I believe these restorations make an important difference. After all, Ruddigore is not as familiar to audiences today, as is, say, The Mikado. We’d all literally startle at a performance of the original sequence of songs in the premiere of Mikado. But Ruddigore, less familiar, carries fewer expectations and therefore, for the listener, allows more flexibility. In April of 2004, the Troupers Light Opera of Stamford staged the original version of Ruddigore to very positive reviews, as much for the restored balance as for the performance. The production was under the direction of Gayden Wren, author of the insightful A Most Ingenious Paradox: The Art of Gilbert and Sullivan (Oxford University Press). This and other source material are listed on OperaMetro under Further reading...

The New Sadler’s Wells Opera 1987 2 CD release on JAY Records of the reconstruction is a credible performance. Gordon Sandison is a formal Robin Oakapple; David Hillman has his shaky moments as Richard Dauntless. Marilyn Hill Smith is a little edgy as Rose Maybud. Thomas Lawler (Sir Roderic Murgatroyd) and Harold Innocent (Sir Despard Murgatroyd) are particularly effective in the lower roles. Joan Davies is a commanding Dame Hannah; Linda Ormiston is a fey Mad Margaret. Simon Phipps conducts a very lively reading of Sullivan’s score with the New Sadler’s Wells Opera Chorus and Orchestra.

The early 1980s BBC made-for-TV series of the G & S operas, released these days on Acorn Media DVDs, has highs and lows. Praise comes easily for some of the singers and for some of the productions, certainly for Alexander Faris leading the Ambrosian Opera Chorus and the London Symphony Orchestra. But there are weak moments to be sure.

BBC television production of Ruddigore from mid 1980s (libretto cover)

BBC television production of Ruddigore from mid 1980s (libretto cover)

The Ruddigore of the series features some great artists: D’Oyly Carte’s Donald Adams sings Sir Roderic, though the impact of his “Ghost’s High Noon” song is compromised by silly visuals; Ann Howard, a star of the English National Opera, is Mad Margaret, happily left to her own dramatic devices; and John Treleaven, soon to be a Wagnerian tenor, is a robust Richard Dauntless.
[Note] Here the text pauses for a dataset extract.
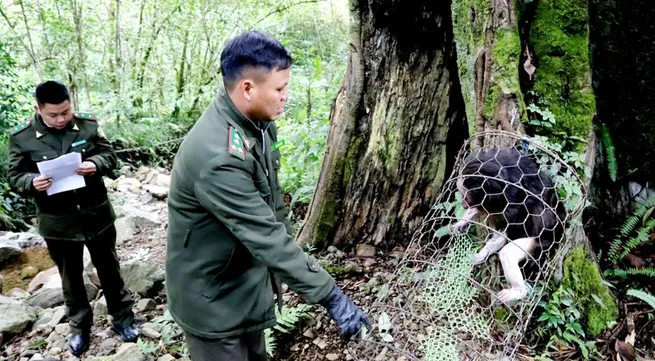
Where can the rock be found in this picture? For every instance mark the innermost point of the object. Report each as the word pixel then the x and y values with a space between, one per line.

Sandra Dugdale sings well enough as Rose Maybud. Rose is always something of an enigma. Sometimes she seems sincere with a good heart, sometimes she’s just clueless and confused. But Dugdale acquits herself well in this as she does as Patience, Casilda, and Celia in other operas of the series. Johanna Peters is stolid Dame Hannah.

Actors/singers otherwise famous from film, TV, and stage were cast probably to give contemporary audiences a few names and faces they could ‘relate’ to, a ‘draw,’ so to speak. But 32 years later the names are not nearly a draw, certainly not for G & S newcomers from subsequent generations. Worse, these guest artists, out of their element, are often a drawback. Keith Michell, who gained attention in the States as Henry VIII in the series Henry VIII and his Six Wives (and perhaps also through a few episodes of Murder She Wrote) is Robin Oakapple. He clearly thinks he is amusing; your call on whether you find him so. And then there is Vincent Price, star of many a hoary old horror film. Sir Despard is a somber, evil character by the script, but Price here is more like one’s elderly uncle, who used to dabble in the theater and still powders himself, up to visit the old homestead from his retirement village down south.

Director Barrie Gavin ‘solves’ the problem of stage restrictions with cartoonish superimpositions; the finale of Act I has the Bucks and the Blades behaving in ways that, to me, are at odds with the feel of the music. One imagines a proper William S. Gilbert rolling in his grave. Nothing really your children shouldn’t see, but nothing they should.

My advice: if you want to see Ruddigore done well, come to the NYGASP production in November. Dates and times of these performances are listed in the NYGASP preview on the page Gilbert and Sullivan. Enjoy.